Following the testimony of the Navy witnesses, Senator Warner did an extraordinary thing. He asked the pro-McVay witnesses and any of the survivors in the audience if they would like to make any statements in response, giving them, in effect, a chance for rebuttal. Perhaps the most telling points of the hearing were then made when Gil McCoy and Jack Miner spoke.
Gil described how in 1945 Captain Ryan, the Navy prosecutor at the court-martial, gave him a statement to read. Gil testified that he read it, then said to Captain Ryan, "I can't read this. It's against the skipper and it's not true." When reminded that he was only a Marine private, Gil replied, "I'm sorry, Captain, you'll just have to have another court-martial on you hands because I won't do it." Senator Warner seemed appalled at this alleged report of coercion by the Navy from a survivor who was a witness at the court-martial.
Next Jack Miner testified, that despite Navy claims that the Indianapolis sank too quickly to send out a distress signal, he had had time before the ship went down to watch the "needle jump" in the antenna meter on a transmitter in Radio Shack Two as a warrant officer tapped out a distress signal. That meant the signal had in fact been transmitted, adding weight to Hunter Scott's testimony that he had evidence the distress signal was received at more than one location but was never acted upon by responsible parties.
To analyze the hearing, there is no question that we won a major battle against somewhat formidable odds and through the heroic efforts of Senator Smith with surprising apparent support from Senator Warner.

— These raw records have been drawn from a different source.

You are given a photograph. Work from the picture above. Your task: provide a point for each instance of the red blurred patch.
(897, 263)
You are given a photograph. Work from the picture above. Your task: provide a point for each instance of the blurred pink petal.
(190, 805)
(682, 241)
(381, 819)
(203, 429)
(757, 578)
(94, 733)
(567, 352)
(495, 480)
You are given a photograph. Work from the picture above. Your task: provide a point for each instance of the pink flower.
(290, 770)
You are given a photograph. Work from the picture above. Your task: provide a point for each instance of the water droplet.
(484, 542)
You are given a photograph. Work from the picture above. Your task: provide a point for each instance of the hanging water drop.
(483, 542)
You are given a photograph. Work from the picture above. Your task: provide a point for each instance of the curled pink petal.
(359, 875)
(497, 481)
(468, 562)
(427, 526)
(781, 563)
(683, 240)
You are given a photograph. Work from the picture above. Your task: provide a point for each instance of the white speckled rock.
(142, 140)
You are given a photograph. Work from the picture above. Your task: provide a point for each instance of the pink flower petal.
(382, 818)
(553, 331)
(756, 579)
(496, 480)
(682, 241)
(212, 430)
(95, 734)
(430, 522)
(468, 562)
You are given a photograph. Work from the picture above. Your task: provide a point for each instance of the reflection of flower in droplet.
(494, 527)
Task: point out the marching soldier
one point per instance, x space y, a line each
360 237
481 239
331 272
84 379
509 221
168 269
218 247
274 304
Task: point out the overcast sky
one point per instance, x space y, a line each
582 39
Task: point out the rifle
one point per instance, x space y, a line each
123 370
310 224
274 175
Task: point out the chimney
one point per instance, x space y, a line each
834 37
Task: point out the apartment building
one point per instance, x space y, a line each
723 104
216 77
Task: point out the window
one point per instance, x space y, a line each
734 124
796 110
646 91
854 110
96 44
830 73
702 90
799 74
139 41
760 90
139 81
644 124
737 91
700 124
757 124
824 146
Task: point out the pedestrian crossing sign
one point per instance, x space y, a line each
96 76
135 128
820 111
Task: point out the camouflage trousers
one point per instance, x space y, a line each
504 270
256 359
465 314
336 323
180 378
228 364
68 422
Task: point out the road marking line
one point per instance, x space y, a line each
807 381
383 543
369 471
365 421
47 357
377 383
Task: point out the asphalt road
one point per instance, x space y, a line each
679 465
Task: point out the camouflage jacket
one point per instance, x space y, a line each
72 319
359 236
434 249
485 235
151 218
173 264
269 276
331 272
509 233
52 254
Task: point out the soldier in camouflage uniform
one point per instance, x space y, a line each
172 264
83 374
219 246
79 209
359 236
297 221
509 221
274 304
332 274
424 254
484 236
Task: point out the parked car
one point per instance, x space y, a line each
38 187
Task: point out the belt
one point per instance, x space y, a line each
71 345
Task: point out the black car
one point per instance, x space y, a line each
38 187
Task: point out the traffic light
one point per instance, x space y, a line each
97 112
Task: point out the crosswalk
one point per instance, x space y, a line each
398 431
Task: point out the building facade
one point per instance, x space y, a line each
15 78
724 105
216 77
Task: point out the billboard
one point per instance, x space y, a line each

But we have not won the war. The next step will be to convince Senator Warner to bring S. J. Res. 26 to the Senate floor for a vote. Letters urging him to do so are very much in order. With his support (which should NOT yet be assumed) it would very likely pass. Then, of course, we still must get H. J. Res. 48 passed by the House. Suffice it to say that House action will be much less difficult if the Senate has already passed S. J. 26.
After having waited so long and gotten so far, it would be a shame to assume a victory we have not yet achieved. We must keep up the pressure on the Congress, both House and Senate.